Stigmatization of mental illness, becomes a major barrier for people with mental health problems to seek professional help, as they fear being labelled and bullied.

March 31, 2019 / 02:16 PM IST
World Mental Health Day is observed on October 10. While awareness of mental health is gradually improving, there are certain misconceptions and myths related to the subject. A website called HealthPartners debunks some of most common myths. (Representative image)

World Mental Health Day is observed on October 10. While awareness of mental health is gradually improving, there are certain misconceptions and myths related to the subject. A website called HealthPartners debunks some of most common myths. (Representative image)

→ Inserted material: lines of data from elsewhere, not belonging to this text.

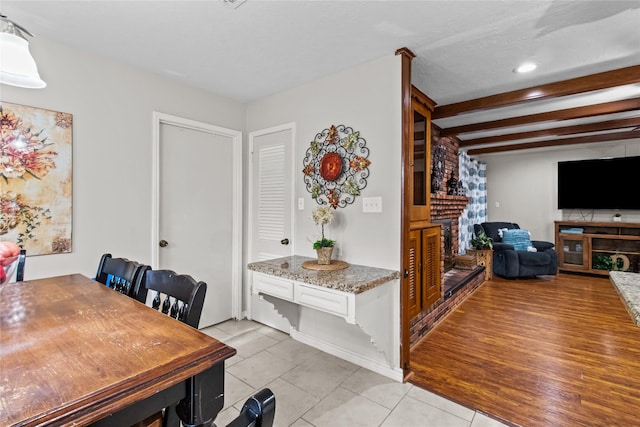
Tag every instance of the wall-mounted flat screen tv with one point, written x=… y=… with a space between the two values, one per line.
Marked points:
x=612 y=183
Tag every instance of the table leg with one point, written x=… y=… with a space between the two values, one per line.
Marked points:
x=205 y=398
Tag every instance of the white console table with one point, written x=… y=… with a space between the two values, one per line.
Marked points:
x=353 y=313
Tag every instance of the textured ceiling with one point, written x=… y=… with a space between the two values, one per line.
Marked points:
x=464 y=49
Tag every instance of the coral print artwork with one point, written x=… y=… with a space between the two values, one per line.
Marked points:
x=35 y=178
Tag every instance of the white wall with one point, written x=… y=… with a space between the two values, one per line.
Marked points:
x=112 y=106
x=368 y=99
x=524 y=184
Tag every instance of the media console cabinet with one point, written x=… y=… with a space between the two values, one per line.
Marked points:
x=597 y=247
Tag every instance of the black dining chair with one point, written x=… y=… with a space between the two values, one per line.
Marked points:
x=20 y=269
x=124 y=276
x=177 y=295
x=181 y=297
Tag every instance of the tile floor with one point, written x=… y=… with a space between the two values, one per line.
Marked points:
x=313 y=388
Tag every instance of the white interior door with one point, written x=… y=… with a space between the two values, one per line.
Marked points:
x=271 y=207
x=199 y=212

Prime Minister Narendra Modi, earlier this month, took a covert jibe at Congress President Rahul Gandhi with a reference to dyslexia and dyslexic children. In February, Gandhi had attacked the prime minister, wondering if latter was suffering from schizophrenia.

Then, it was Bharatiya Janata Party (BJP)’s Karnataka parliamentarian Anant Kumar Hegde who reportedly called Chief Minister HD Kumaraswamy schizophrenic. Schizophrenia is an extreme mental disorder that affects how a person thinks, feels, and behaves. Dyslexia is a learning disorder.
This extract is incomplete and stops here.